Why Keep Your Doubts to Yourself? Trading Visual Uncertainties in Multi-Agent Bandit Systems
Jusheng Zhang, Yijia Fan, Kaitong Cai, Jing Yang, Jiawei Yao, Jian Wang, Guanlong Qu, Ziliang Chen, Keze Wang
TL;DR
This paper addresses the economic viability of scaling Vision-Language Model–based multi-agent systems by reframing coordination as a decentralized market for uncertainty. It introduces Agora, which minted cognitive uncertainty into tradable assets across perceptual, semantic, and inferential dimensions, and uses a profitability-driven trading protocol guided by a market-aware Thompson Sampling broker to reach cost-efficient equilibria. Empirical results across five multimodal benchmarks show Agora achieves up to +8.5% accuracy over baselines on MMMU and attains over 3x cost reduction, with state-of-the-art performance on MMBench, InfoVQA, and CC-OCR, validating the approach's scalability and practicality.
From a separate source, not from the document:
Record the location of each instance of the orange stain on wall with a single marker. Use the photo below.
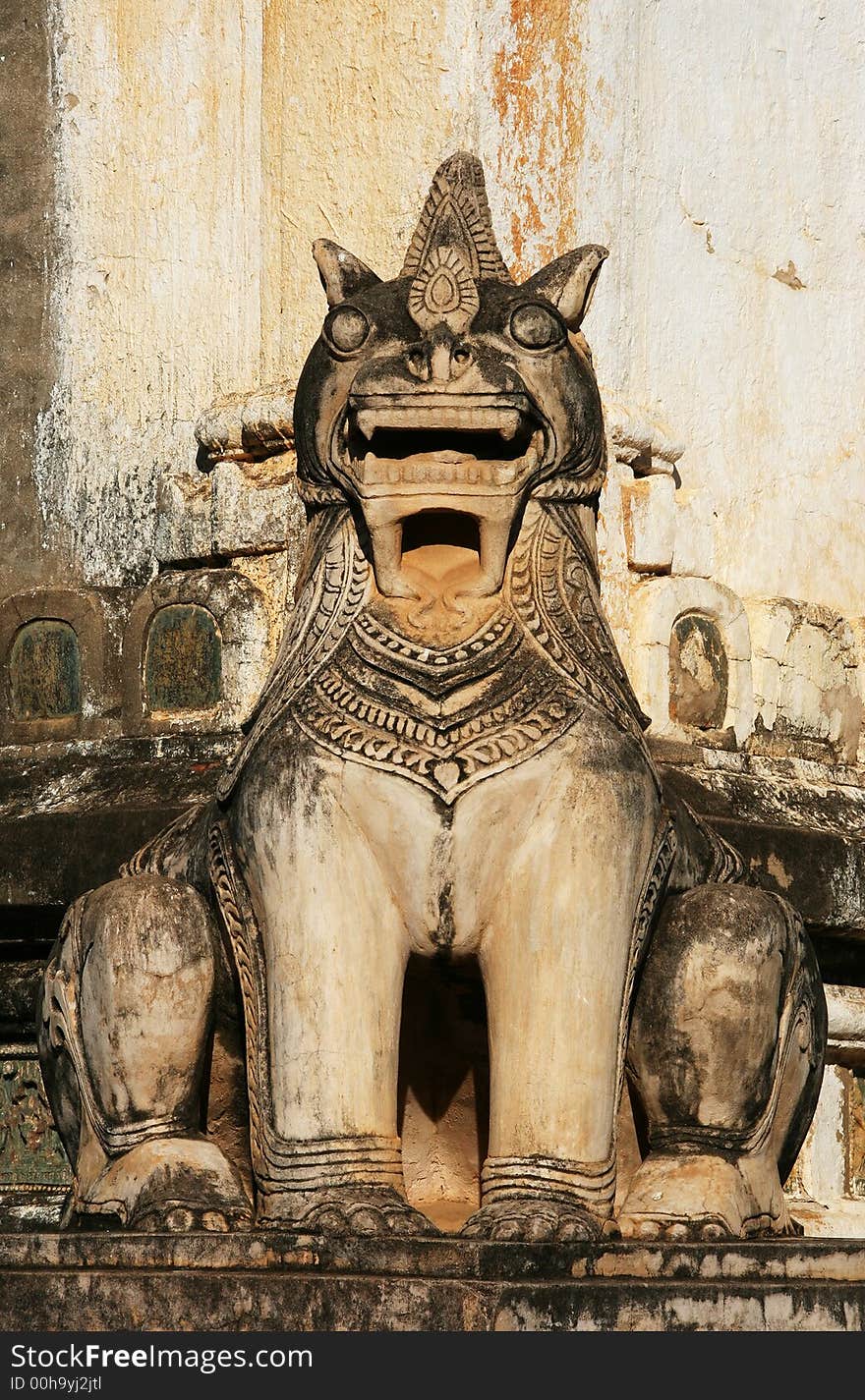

The work contributes a formal economic framework for uncertainty management in MAS, demonstrates the superiority of market-based coordination over heuristic proxies, and provides detailed analyses of component ablations, pool configurations, and runtime considerations, underscoring its potential to enable economically viable large-scale visual intelligence systems.
Abstract
Vision-Language Models (VLMs) enable powerful multi-agent systems, but scaling them is economically unsustainable: coordinating heterogeneous agents under information asymmetry often spirals costs. Existing paradigms, such as Mixture-of-Agents and knowledge-based routers, rely on heuristic proxies that ignore costs and collapse uncertainty structure, leading to provably suboptimal coordination. We introduce Agora, a framework that reframes coordination as a decentralized market for uncertainty. Agora formalizes epistemic uncertainty into a structured, tradable asset (perceptual, semantic, inferential), and enforces profitability-driven trading among agents based on rational economic rules. A market-aware broker, extending Thompson Sampling, initiates collaboration and guides the system toward cost-efficient equilibria. Experiments on five multimodal benchmarks (MMMU, MMBench, MathVision, InfoVQA, CC-OCR) show that Agora outperforms strong VLMs and heuristic multi-agent strategies, e.g., achieving +8.5% accuracy over the best baseline on MMMU while reducing cost by over 3x. These results establish market-based coordination as a principled and scalable paradigm for building economically viable multi-agent visual intelligence systems.